Una de esas personas cautivadas por las doctrinas herméticas fue el francés Josephin-Aimé Péladan, un excéntrico personaje que tuvo su momento de gloria en el París de finales del siglo XIX. Péladan había nacido en Lyon en 1858, en el seno de una familia protestante convertida al catolicismo. Su padre era un periodista conservador interesado en cuestiones místicas, lo que influyó notablemente en su visión religiosa.

Con sólo 12 años, Péladan se trasladó con su familia a Nîmes, donde despertó su interés por el arte y la literatura. En 1882 se estableció en París y comenzó a trabajar en publicaciones sobre arte. Poco después, en 1884, alcanzó la fama con su novela El vicio supremo, primer tomo de una larga lista de volúmenes que conformarían su “etopeya” La decadencia latina, y que mezclaba novelas con ensayos de corte ocultista, como 'El católico ocultista' o 'Cómo convertirse en mago'. Así, Péladan compaginó en aquellos años sus actividades literarias y artísticas con su faceta de “mago”. Coincidiendo con la publicación de otra de sus novelas, Istar, se proclamó Sâr, un término de origen caldeo que venía a significar, precisamente, “maestro, príncipe o mago”.

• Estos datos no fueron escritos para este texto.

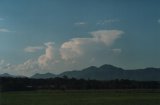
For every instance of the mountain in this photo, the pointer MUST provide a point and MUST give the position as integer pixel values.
(43, 76)
(109, 72)
(104, 72)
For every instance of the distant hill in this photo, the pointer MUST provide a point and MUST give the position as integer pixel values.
(43, 76)
(109, 72)
(104, 72)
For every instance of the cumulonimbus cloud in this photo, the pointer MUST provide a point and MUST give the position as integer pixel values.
(74, 47)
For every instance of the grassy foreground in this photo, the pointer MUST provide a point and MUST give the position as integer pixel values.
(79, 97)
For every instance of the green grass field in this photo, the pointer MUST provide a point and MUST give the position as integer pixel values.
(79, 97)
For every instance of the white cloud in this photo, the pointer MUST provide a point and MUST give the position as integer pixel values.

En 1887, y junto a otro singular personaje llamado Stanislas de Guaïta, Péladan decidió crear la Orden Cabalística de la Rosa Cruz. Por desgracia, la relación no duró mucho, pues las desavenencias entre Guaïta y Péladan terminaron derivando en una escisión. En 1891, el Sâr anunció la creación de la Orden Rosa + Cruz católica del Temple y el Grial. El propio nombre de la nueva hermandad indicaba la intención de Péladan de que ésta fuera exclusivamente católica –aunque ocultista– y especialmente orientada a actividades artísticas, dando lugar a la celebración de los célebres Salones de la Rosa + Cruz, en los que durante años expusieron célebres artistas de toda Europa, en especial aquellos vinculados al movimiento simbolista.

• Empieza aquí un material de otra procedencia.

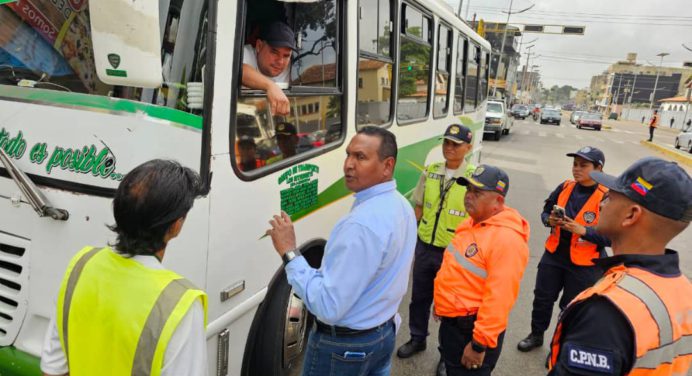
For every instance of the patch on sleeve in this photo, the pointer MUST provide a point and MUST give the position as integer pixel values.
(595, 360)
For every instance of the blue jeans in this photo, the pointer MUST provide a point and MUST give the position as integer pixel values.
(325, 354)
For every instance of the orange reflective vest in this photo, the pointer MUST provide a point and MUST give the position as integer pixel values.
(659, 310)
(481, 271)
(581, 251)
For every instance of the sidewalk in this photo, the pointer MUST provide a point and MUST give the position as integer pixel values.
(609, 124)
(679, 156)
(664, 147)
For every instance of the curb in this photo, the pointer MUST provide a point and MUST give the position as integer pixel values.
(674, 154)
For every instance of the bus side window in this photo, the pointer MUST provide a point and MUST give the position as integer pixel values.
(375, 63)
(460, 77)
(471, 92)
(444, 62)
(414, 71)
(314, 116)
(485, 60)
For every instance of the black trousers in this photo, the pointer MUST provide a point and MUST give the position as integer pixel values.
(555, 275)
(455, 334)
(427, 262)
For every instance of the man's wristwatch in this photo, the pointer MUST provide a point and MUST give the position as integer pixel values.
(290, 255)
(477, 347)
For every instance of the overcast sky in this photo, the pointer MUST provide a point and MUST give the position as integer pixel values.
(613, 28)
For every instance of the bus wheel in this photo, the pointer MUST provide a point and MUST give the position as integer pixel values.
(278, 336)
(279, 333)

Entre estos pintores simbolistas destacaron el belga Jean Delville y el alemán Carlos Schwabe. Delville estuvo muy influido por “Sâr” Péladan, pero además era un decidido creyente en la cábala, la magia, el hermetismo y la Teosofía, llegando a formar parte de la Sociedad Teosófica de Bélgica. Este interés por todas estas doctrinas le llevó incluso a escribir un tratado, Diálogo entre nosotros. Argumentación cabalística, ocultista, idealista. Como no podía ser de otro modo, todas estas creencias influyeron notablemente en su creación artística, en pinturas como 'Los tesoros de Satán' (1895), 'El ídolo de la perversidad' (1891) o 'El amor de las almas (1900)', por poner algunos ejemplos.